Since I learned about base 2, etc, long ago, I always thought there was something magically elegant about base10 and never understood this? The explanation I've always heard, being 10 fingere, doesn't seem to explain all the elegance with base 10 being easy to work with?..?
In fact, every number base is base "10" when you interpret the "10" in that base.
10 binary is two.
10 octal is eight.
10 hexadecimal is sixteen.
This is the very definition of a number base: it is the multiplier that you represent by appending "0" to a string of numeric characters in that base.
So that is where the fundamental and special nature of "10" comes from; it's not because it happens to mean "ten" in our customary number base.
Ten is nothing special, "10" is. "10" is simply the way you write N where N is whatever number base you're working in. It's just as special in every number base!
p.s. I'm sorry you were downvoted so heavily for asking an honest question. You can't be the only one who has wondered about this, and your question led to an interesting discussion.
Your reasoning seems quite obvious now with hindsight after having given it some thought; and yet, even still I have such a strong inclination that ".........." is a special number? Why? I guess it really is entirely my cognitive bias, because I can't find a reason for it.
But I should have known better as I've--probably obviously being a user here--encounteted binary more than just a few times. And even still, it never occurred to me that 10 in binary is just ".." And then 100 in binary is 1 order of magnitude of "..," 4. And 1,000 is just two orders of magntiude, 8. But still, intuitively this does not seem as natural as 10, and I guess that is completely cognitive bias.
Am I retarded to not have realized this? Maybe, but I actually was so curious about this that I tried to quiz some colleagues by asking what 1000 and 1001 is in binary and only one person got it right immediately, probably by understanding orders of magnitude and not by rote memorization. All the others got it by counting in binary, and one final person was annoyed and questioned why I was asking about binary (oops, sometimes being inquisitive is not socially acceptable). By the way, I work with app developers, most of whom do not have backgrounds in computer science, same as myself.

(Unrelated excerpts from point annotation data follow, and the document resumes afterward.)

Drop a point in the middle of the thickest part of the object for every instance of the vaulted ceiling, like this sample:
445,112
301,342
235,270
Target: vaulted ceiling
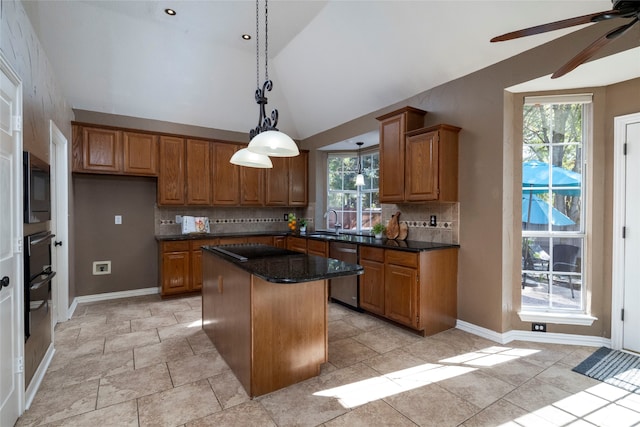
330,61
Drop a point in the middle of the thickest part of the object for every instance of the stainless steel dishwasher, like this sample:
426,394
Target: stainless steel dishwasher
344,289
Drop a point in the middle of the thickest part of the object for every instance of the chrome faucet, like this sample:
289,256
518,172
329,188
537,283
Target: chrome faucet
336,224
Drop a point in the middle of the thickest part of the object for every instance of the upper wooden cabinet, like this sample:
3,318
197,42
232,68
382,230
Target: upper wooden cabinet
113,151
171,180
393,127
198,172
431,164
226,176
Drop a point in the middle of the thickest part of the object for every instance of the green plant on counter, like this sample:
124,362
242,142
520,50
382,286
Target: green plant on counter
378,228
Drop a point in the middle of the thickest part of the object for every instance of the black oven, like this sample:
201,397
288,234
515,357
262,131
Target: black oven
38,275
37,189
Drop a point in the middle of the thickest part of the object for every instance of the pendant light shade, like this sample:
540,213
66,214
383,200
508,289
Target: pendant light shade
248,158
273,143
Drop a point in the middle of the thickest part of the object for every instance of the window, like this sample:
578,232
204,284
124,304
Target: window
556,131
358,208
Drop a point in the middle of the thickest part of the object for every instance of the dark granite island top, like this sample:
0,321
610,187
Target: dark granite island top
278,265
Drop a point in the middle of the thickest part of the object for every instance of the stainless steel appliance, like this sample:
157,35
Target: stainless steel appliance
344,289
37,189
37,298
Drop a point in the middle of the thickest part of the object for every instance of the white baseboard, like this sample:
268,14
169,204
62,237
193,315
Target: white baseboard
111,295
38,376
543,337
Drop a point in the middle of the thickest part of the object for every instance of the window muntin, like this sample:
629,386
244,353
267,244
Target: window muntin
555,134
358,208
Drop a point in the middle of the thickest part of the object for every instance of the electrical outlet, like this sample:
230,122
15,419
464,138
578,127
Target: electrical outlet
539,327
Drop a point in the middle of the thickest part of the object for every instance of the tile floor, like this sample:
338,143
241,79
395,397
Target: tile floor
145,362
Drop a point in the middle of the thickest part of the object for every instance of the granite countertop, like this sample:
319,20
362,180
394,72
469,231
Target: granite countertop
281,265
402,245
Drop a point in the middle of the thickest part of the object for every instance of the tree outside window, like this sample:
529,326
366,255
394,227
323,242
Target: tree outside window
358,208
553,189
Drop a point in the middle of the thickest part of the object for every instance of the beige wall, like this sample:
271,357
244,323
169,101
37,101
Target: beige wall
43,99
477,103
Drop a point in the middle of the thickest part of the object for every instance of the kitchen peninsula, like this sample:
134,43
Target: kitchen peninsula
265,310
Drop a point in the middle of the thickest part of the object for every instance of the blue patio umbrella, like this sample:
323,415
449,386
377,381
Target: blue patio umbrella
536,211
535,179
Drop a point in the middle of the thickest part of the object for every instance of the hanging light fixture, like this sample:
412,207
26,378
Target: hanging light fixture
360,176
266,139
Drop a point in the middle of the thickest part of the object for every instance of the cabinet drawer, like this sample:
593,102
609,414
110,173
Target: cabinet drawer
175,246
372,254
408,259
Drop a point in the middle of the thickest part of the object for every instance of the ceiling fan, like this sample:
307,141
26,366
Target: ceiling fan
621,9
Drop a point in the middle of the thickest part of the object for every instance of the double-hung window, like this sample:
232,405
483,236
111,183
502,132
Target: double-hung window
556,131
357,207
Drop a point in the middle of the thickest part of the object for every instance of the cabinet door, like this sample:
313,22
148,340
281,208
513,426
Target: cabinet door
251,186
176,276
401,294
277,182
198,172
422,167
372,286
101,150
226,176
171,189
298,179
140,153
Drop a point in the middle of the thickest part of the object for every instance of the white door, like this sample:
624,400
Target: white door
11,294
631,304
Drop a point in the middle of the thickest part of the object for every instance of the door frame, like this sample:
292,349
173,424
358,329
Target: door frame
617,264
60,222
18,309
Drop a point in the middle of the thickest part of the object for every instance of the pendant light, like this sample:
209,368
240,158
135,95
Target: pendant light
360,176
266,139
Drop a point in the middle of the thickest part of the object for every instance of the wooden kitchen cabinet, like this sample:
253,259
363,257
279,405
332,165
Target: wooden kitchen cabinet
140,153
372,281
171,180
175,267
226,176
198,172
393,127
431,164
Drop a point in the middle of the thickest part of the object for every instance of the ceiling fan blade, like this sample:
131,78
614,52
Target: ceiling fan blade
590,50
557,25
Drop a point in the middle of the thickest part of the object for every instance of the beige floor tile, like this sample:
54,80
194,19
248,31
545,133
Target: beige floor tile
178,405
93,331
165,351
90,367
228,389
131,340
387,338
124,414
131,385
431,405
376,413
55,404
153,322
200,342
191,368
477,387
250,413
339,330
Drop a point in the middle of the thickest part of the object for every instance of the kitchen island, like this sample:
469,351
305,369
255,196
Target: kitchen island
265,310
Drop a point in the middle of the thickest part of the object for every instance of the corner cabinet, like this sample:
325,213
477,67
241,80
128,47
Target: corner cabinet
431,164
417,290
393,127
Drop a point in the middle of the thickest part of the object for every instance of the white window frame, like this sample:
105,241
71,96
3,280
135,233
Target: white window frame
550,314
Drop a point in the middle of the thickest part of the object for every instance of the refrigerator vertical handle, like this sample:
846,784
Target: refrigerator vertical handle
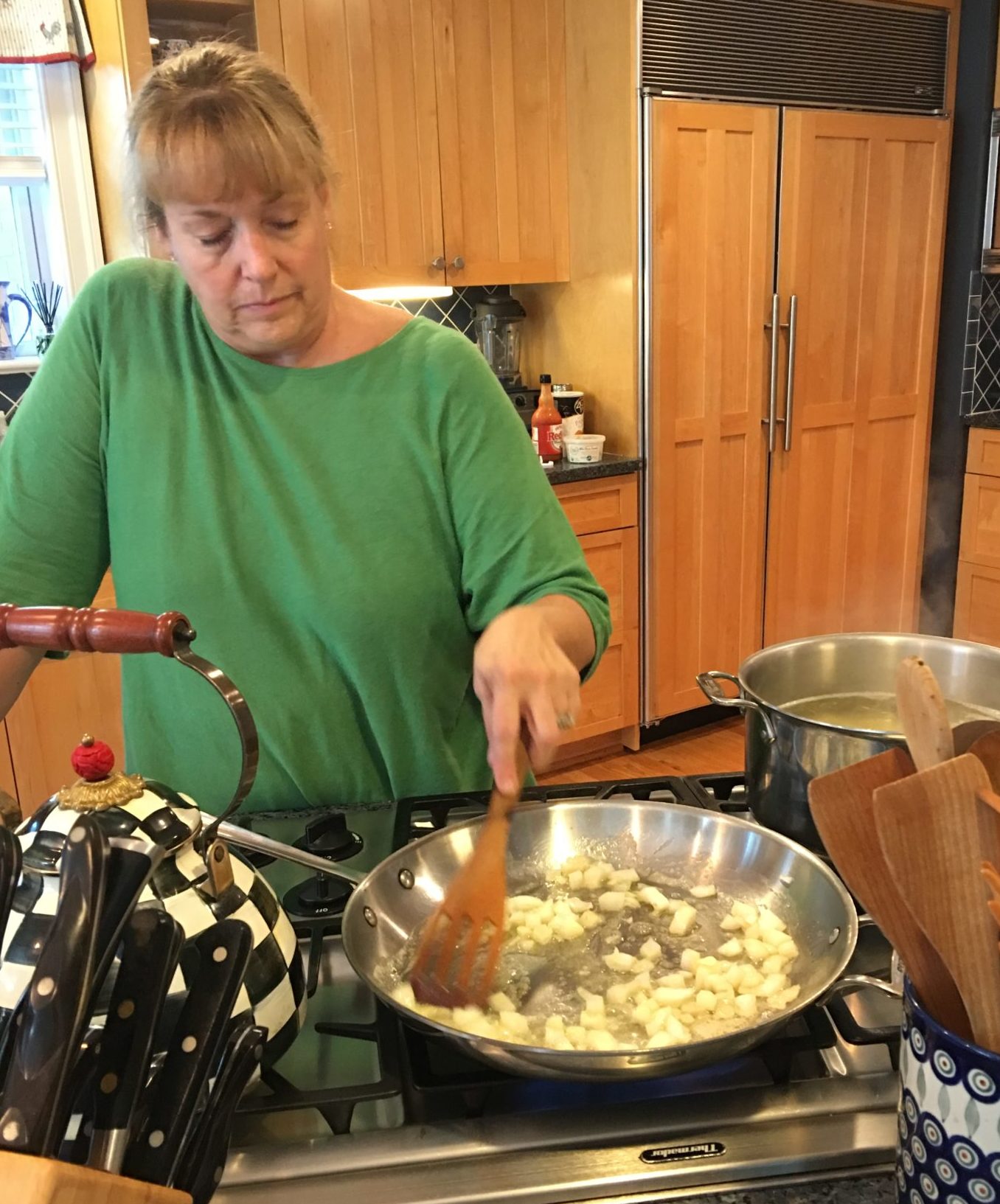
793,318
773,401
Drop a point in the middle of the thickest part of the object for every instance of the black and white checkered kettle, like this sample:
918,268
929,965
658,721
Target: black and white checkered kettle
199,880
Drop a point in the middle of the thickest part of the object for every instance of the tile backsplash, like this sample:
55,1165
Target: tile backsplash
981,367
457,311
13,386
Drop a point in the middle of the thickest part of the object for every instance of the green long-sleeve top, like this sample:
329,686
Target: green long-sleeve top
338,536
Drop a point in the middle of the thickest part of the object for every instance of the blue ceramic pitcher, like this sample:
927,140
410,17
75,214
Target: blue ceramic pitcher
7,342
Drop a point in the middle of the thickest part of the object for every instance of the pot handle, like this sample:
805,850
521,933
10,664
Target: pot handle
89,630
713,692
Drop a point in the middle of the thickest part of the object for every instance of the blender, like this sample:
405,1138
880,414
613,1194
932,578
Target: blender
498,334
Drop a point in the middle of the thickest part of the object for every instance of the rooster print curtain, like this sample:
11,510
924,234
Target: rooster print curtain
45,32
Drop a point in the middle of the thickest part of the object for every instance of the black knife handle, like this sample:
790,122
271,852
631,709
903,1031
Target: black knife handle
205,1160
51,1015
131,865
151,950
10,873
80,1095
193,1053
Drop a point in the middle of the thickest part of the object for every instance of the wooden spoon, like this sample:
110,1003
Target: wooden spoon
841,806
448,970
923,714
992,878
968,734
935,836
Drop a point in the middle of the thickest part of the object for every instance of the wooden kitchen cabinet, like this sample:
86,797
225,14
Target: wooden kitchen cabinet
368,68
713,209
787,508
859,245
977,594
604,515
501,105
447,125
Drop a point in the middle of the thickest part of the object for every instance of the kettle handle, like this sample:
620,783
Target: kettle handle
88,630
91,630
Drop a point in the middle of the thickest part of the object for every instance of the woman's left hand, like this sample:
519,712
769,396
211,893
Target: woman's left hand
526,679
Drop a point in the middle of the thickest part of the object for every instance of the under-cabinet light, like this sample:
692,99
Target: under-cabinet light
414,293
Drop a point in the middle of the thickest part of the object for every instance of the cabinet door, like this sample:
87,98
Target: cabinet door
859,243
977,603
715,173
501,111
610,700
981,521
368,66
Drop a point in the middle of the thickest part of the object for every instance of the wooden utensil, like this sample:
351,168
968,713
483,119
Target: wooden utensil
935,836
475,899
842,810
968,734
992,878
923,714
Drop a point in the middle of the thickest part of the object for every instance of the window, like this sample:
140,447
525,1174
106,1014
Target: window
49,226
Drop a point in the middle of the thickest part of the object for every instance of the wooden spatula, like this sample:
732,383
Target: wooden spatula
992,878
470,916
923,714
841,806
935,836
973,730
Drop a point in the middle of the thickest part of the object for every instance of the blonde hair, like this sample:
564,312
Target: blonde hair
220,118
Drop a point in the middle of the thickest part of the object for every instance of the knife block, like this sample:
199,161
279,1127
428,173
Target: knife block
47,1181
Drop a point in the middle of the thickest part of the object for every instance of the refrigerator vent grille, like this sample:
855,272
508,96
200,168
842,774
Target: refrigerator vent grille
821,53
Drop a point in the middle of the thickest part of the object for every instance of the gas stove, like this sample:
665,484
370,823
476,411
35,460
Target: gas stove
364,1105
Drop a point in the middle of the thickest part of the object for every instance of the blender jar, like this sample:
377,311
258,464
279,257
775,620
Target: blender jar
498,334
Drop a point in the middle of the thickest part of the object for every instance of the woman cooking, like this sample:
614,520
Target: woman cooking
340,496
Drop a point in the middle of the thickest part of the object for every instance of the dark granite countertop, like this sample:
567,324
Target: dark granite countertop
563,473
988,420
872,1190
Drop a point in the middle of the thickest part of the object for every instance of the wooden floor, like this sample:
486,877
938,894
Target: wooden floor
716,749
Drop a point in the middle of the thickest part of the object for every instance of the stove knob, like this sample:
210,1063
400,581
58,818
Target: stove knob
330,837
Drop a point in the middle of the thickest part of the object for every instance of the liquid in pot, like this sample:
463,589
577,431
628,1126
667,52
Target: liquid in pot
874,711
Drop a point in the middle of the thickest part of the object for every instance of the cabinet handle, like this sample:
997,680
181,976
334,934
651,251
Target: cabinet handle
770,422
793,321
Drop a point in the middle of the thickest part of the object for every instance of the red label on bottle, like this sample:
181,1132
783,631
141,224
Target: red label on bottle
549,439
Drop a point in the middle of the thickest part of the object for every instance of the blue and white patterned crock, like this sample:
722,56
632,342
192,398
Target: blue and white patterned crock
948,1149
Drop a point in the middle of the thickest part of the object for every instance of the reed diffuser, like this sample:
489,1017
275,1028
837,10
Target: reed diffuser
47,298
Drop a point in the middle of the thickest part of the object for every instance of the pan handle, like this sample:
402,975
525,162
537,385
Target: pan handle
713,692
851,983
257,843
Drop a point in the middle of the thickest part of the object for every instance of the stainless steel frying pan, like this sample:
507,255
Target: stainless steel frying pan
667,843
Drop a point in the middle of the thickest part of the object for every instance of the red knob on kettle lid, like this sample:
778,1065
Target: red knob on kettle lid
93,760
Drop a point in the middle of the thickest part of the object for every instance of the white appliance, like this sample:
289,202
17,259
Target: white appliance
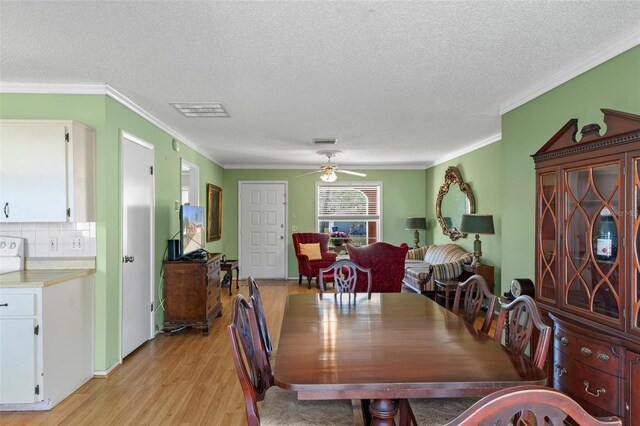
11,254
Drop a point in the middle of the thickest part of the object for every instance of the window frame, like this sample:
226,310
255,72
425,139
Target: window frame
378,218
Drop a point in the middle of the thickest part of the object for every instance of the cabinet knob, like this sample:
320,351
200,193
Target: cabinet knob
598,391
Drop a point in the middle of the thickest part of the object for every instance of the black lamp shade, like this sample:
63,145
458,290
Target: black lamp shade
415,223
477,224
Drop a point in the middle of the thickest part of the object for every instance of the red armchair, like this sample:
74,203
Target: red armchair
310,268
386,262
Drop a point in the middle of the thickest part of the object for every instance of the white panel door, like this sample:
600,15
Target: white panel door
263,229
137,239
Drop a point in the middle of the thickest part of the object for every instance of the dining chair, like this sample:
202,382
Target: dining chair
515,326
312,253
344,274
475,292
278,406
545,406
386,262
256,300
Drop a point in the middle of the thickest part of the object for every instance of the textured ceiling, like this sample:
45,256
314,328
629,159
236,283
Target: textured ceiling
400,84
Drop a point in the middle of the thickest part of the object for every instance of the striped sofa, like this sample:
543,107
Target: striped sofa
442,262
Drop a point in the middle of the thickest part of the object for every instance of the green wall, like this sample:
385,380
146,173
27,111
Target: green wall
615,84
502,175
403,195
108,118
482,171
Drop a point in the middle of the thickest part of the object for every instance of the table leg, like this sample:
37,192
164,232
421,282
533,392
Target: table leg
382,412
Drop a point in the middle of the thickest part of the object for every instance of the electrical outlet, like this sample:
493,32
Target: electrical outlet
77,243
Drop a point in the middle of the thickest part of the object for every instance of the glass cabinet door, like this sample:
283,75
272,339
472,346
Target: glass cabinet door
591,228
547,244
634,211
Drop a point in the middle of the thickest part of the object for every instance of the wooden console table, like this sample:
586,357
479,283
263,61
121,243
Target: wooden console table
192,293
229,266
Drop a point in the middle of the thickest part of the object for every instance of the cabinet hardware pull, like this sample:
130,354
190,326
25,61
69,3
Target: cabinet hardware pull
598,391
561,370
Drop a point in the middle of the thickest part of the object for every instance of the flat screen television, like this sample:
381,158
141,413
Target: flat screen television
191,229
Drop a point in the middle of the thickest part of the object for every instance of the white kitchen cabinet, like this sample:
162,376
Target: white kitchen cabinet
47,171
46,343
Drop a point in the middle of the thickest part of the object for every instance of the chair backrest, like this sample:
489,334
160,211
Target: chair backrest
386,262
547,405
256,301
475,291
516,323
310,237
249,356
344,274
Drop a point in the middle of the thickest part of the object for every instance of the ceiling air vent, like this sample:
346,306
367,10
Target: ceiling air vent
201,109
324,141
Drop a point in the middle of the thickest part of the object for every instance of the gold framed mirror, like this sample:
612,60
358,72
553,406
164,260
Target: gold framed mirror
455,198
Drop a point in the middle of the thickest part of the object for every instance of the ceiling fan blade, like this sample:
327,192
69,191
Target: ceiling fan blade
311,172
349,172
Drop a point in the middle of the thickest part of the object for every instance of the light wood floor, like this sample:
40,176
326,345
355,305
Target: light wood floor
183,379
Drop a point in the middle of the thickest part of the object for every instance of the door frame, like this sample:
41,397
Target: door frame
132,138
286,220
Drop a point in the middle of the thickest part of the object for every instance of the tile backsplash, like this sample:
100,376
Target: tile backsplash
76,239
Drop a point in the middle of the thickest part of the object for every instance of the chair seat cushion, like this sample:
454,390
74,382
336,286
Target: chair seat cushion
281,407
439,411
311,250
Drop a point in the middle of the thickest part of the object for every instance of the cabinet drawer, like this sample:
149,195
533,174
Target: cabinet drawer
595,387
18,304
594,354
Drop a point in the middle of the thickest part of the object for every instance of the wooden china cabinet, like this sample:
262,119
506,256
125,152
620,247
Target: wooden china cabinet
587,262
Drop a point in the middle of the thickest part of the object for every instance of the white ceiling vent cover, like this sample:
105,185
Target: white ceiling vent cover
325,141
201,109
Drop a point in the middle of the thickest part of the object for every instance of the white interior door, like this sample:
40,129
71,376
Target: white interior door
263,229
137,242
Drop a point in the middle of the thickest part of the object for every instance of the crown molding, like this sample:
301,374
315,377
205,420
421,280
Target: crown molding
309,166
468,149
99,89
590,62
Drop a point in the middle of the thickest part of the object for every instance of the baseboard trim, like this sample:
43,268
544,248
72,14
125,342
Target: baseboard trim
105,374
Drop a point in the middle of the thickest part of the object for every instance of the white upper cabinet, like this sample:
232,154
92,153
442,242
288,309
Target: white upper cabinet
47,171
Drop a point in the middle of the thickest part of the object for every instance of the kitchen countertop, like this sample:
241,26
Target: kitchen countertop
41,277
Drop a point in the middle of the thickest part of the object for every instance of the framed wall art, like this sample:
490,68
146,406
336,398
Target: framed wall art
214,212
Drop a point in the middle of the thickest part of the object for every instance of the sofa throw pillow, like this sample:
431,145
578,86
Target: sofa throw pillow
448,271
311,250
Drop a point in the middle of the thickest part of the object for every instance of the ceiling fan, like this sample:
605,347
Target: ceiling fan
329,170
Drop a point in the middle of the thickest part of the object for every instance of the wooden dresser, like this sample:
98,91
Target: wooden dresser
192,293
587,262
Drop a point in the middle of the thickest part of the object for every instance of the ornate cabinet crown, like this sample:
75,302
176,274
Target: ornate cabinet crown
587,258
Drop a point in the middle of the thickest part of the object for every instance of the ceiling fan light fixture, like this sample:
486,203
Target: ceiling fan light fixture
328,176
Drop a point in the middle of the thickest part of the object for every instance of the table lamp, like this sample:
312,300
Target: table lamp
416,224
477,224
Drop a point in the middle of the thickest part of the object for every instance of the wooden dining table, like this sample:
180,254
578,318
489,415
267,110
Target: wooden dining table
393,346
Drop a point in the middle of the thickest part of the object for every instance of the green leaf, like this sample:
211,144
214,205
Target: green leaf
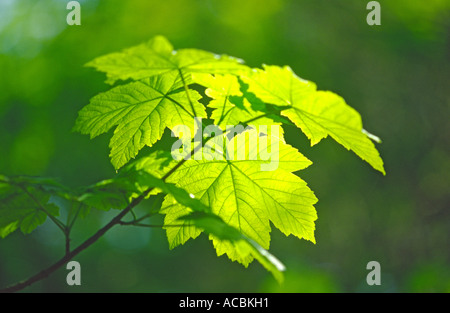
157,57
244,196
221,231
140,112
23,206
317,113
232,104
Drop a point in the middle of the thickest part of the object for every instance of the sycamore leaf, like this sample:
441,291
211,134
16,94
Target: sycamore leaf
201,217
232,104
317,113
23,205
221,231
243,195
140,112
157,57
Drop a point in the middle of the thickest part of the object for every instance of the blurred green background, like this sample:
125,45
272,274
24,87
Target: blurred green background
396,75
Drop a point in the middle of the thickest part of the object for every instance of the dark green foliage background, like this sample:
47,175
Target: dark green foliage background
396,75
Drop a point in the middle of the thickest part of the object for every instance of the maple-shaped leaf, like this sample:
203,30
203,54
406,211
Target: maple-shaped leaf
158,57
232,104
140,112
318,113
201,216
242,194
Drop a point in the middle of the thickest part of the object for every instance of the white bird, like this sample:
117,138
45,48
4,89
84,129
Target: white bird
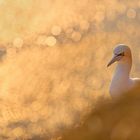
121,82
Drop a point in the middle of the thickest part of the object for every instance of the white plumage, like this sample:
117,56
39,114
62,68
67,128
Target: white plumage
121,82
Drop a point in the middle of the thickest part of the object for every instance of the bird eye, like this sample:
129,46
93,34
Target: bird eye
120,54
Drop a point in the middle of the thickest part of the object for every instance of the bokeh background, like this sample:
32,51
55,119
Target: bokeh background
53,62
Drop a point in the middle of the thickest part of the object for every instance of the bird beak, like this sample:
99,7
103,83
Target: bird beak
114,59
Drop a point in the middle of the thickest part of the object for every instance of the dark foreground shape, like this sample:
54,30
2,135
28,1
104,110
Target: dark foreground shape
111,120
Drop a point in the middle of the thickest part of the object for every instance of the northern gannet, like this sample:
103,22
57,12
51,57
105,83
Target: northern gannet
121,81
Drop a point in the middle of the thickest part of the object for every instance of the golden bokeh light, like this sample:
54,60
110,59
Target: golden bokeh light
52,83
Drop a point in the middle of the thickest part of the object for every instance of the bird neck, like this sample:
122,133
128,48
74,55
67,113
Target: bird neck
123,69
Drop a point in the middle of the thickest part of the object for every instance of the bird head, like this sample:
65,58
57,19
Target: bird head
121,53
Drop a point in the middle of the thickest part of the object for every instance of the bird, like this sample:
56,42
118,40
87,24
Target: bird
122,82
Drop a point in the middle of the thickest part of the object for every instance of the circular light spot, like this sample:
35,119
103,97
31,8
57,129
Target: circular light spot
131,13
56,30
50,41
76,36
41,40
18,42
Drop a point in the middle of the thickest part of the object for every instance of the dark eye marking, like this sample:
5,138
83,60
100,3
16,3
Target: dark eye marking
120,54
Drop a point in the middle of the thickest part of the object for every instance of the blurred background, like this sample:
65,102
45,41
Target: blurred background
53,64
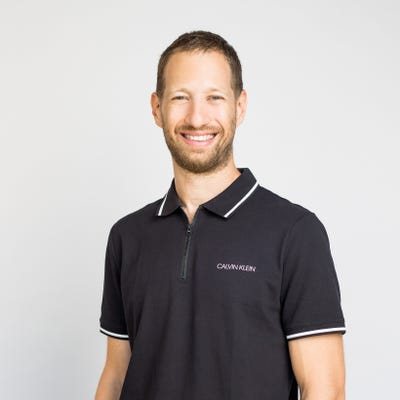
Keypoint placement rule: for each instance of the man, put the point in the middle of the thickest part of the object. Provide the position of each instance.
(221, 289)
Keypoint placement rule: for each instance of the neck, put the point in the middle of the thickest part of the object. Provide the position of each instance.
(195, 189)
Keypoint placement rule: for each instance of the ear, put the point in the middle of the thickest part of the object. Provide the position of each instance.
(241, 106)
(156, 109)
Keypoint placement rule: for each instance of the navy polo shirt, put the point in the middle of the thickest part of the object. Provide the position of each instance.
(209, 307)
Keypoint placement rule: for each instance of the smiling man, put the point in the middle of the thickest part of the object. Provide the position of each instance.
(221, 289)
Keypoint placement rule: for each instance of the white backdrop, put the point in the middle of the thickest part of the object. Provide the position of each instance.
(79, 150)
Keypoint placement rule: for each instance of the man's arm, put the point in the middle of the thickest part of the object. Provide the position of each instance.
(318, 365)
(112, 378)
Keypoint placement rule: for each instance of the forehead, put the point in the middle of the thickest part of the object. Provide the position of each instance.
(197, 69)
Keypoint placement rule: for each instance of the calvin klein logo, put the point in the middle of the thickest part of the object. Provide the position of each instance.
(237, 267)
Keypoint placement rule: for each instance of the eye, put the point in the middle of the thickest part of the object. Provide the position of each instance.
(179, 97)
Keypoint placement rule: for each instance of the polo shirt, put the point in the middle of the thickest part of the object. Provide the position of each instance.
(208, 307)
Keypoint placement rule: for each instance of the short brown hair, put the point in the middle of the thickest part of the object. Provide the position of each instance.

Past cultures thought even more factors were good, e.g. sexagesimal with 2, 2, 3, and 5. It means that e.g. the expansion of 1/3rd and 1/6th don't form a repeating fraction in sexagesimal notation.
This is the basis for the 12-tone equal temperament scale in music, and it only works if you use base-12. So if we used base-12 for our numbers then someone would have the bright idea to name all of our musical notes with numbers and we could just do a key change (or chord formation) by addition.
I'd wager Gawsh made the best system S/He could given product constraints (completely unfocused if you ask me [which I know no one did]) and the real need to deliver (take it easy over there Leibniz, the world is still crap as evidenced everywhere).
Anyway, can't knock it 'til you've built it.
This is an interesting article:
> Is there really any good evidence that five, rather than, say, four or six, digits was biomechanically preferable for the common ancestor of modern tetrapods? The answer has to be "No,"
Base 11 is the natural base for a ten fingered person: Base 11 has a distinct symbol for ten, base 10 does not.
[A prime base has quite a few practical disadvantages... and their advantages are fairly esoteric...]